Google has recently gone a step forward in providing reliable and accurate news from its app. Google Chief Sundar Pichai unveiled the company’s updated news app, stating that the app now displays news topics that are important to the user, while providing a full range of perspectives of events.
Product chief Trystan Upstill said the news app “uses the best of artificial intelligence to find the best of human intelligence, the great reporting done by journalists around the globe.”
The app grants users access to the news on a personalized level, displaying topics that the user enjoys as well as top stories for all readers. “Having a productive conversation or debate requires everyone to have access to the same information,” said Upstill. While he and many others are hopeful about the prospect of unfiltered, unbiased information, many have expressed concerns over the future of journalism and the effort to replace human editors with machine curators.
“There’s been a fantasy of personalized news for a long time,” said New York University Journalism Professor Meredith Broussard. “Nobody has ever gotten it right. I think that news designers and home page editors do a good job of curating already.”
In the newly updated app, users can sign up for subscriptions at the virtual newsstand using their Google accounts. This will enable direct communication between the user and publishers.
“For many years, Google refused to share ad revenues with news organizations on the grounds that Google was driving traffic to them, and that it was up to those organizations to figure out how to monetize that traffic,” said Northeastern University Journalism Professor Dan Kennedy. “Now, with more than 90 per cent of all new digital ad revenues going to Google and Facebook, Google is finally acknowledging that it’s time to try something else.”

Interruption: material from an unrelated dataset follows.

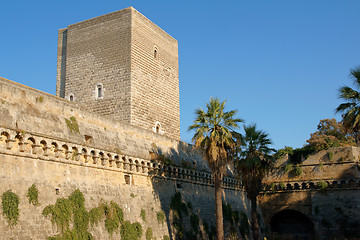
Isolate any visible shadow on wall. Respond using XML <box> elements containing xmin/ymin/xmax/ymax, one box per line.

According to Professor Nicholas Diakopoulos of Northwestern University, the true impact of these changes remains to be seen. “Maybe it’s good for the big guys or the ones who have figured out how to game the algorithm, but what about the local news sites? What about the new news sites that don’t have a long track record?”
Diakopoulos maintains that while Artificial Intelligence offers some advantages in news curation, people still need to be involved. “You need to reflect human values, editorial values… You can’t quantify every aspect that might be important to an editorial decision.”